“It is a question of survival” intoned German Chancellor Angela Merkel upon announcing a ban on naked short-selling in Germany and driving home her support for still-tougher regulatory measures to bring stability to financial markets. Merkel went on to denote the current crisis facing the Eurozone as the single largest economic challenge facing Europe since the Treaty of Rome in 1957 marked the Continent’s postwar journey towards economic and monetary union. Markets did not take kindly to the German leader’s words, continuing the negative tenor that has characterized the past several days and extending the roller-coaster volatility that has become the norm since Greece’s debt woes boiled over and sent markets into a tailspin on May 6. The move casts a spotlight on the relationship between the EU and its largest member with the most economic influence.
The Greek debt crisis has made clear what has long been at least tacitly acknowledged by observers: the EU is less a monolithic entity than it is a collection of sovereign nations with very different economic structures and prospects. These different structures are the result of decades-long traditions of domestic economic management with conservative, inflation-averse Germany on one end of the spectrum and the more inflation-prone, cyclically volatile economies of the likes of Italy and Greece on the other. The Bundesbank, Germany’s national central bank, is a byword for monetary prudence whose policies throughout the postwar period ensured the Deutsche mark’s unassailable position as the anchor of EU stability. The Bundesbank’s postwar mandate, after all, was established when memories of the disastrous hyperinflation of the Weimar Republic – and the even more disastrous descent into the Third Reich that followed – were fresh and raw in the minds of Germans. Although those days are now thankfully distant and far-removed from the present, German economic policymakers have never lost their intense abhorrence of the slightest hint of loose money and the specter of inflation.

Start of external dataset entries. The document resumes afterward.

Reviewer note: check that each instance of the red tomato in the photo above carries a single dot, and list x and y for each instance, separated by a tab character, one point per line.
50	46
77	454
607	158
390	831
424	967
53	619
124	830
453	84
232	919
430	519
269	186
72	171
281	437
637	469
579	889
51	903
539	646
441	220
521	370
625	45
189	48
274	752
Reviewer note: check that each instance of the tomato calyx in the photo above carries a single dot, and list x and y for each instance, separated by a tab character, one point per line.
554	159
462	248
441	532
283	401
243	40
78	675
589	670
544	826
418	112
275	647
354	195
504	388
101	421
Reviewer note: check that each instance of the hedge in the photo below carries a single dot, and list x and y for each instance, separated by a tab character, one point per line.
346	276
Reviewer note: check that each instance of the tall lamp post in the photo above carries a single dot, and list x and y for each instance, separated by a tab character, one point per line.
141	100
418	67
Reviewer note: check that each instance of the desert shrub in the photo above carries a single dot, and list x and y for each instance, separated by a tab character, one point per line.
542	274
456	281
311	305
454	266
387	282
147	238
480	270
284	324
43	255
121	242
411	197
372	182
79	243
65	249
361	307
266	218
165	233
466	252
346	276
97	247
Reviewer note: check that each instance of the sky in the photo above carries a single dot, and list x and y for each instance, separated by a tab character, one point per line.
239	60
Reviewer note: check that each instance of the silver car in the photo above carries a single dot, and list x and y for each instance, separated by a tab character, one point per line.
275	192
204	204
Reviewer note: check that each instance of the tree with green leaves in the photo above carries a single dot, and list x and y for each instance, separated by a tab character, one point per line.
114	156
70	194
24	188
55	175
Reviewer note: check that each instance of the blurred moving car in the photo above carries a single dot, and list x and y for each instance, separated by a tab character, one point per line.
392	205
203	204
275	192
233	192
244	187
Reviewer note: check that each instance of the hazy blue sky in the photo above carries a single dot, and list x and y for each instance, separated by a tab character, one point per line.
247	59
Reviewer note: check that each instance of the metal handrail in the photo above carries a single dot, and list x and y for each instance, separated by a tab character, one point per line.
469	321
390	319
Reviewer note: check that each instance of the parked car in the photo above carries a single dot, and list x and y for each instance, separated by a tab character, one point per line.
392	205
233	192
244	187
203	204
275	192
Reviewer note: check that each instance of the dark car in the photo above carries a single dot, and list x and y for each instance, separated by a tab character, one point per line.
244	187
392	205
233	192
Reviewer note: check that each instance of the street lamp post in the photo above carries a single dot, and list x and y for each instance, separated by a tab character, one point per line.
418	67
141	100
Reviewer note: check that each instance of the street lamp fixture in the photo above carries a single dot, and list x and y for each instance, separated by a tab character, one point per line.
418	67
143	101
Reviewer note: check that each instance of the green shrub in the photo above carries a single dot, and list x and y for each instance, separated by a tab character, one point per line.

Chancellor Merkel’s announcements today were unilateral – the ban on short selling and other measures addressed represent a singular German position and were not put on the table for consultation with its EU partners, many of whom voiced annoyance and concern in published comments today. Merkel, of course, has to heed the vox populi of her German constituents as well as coordinate policy with other national leaders to contain the ongoing crisis in the region. That’s proving to be a difficult balancing act. In announcing dramatic liquidity measures last week the EU provided temporary relief from the specter of outright debt defaults by weaker EU sovereigns. It did not, as we noted at the time (see our 5/11 commentary piece “Volatility: The Sequel”) ensure any measures for a return to solvency among these teetering economies nor a solution for saving the Euro itself. For the Germans, saving the Euro is exactly that “question of survival” referred to by Angela Merkel. For the Germans the Euro is what the Deutsche mark used to be, and history has shown that this nation takes its currency seriously. That may be good news in the end for the integrity of what is collectively the world’s second-largest economy, but for now the rough waters are not going away.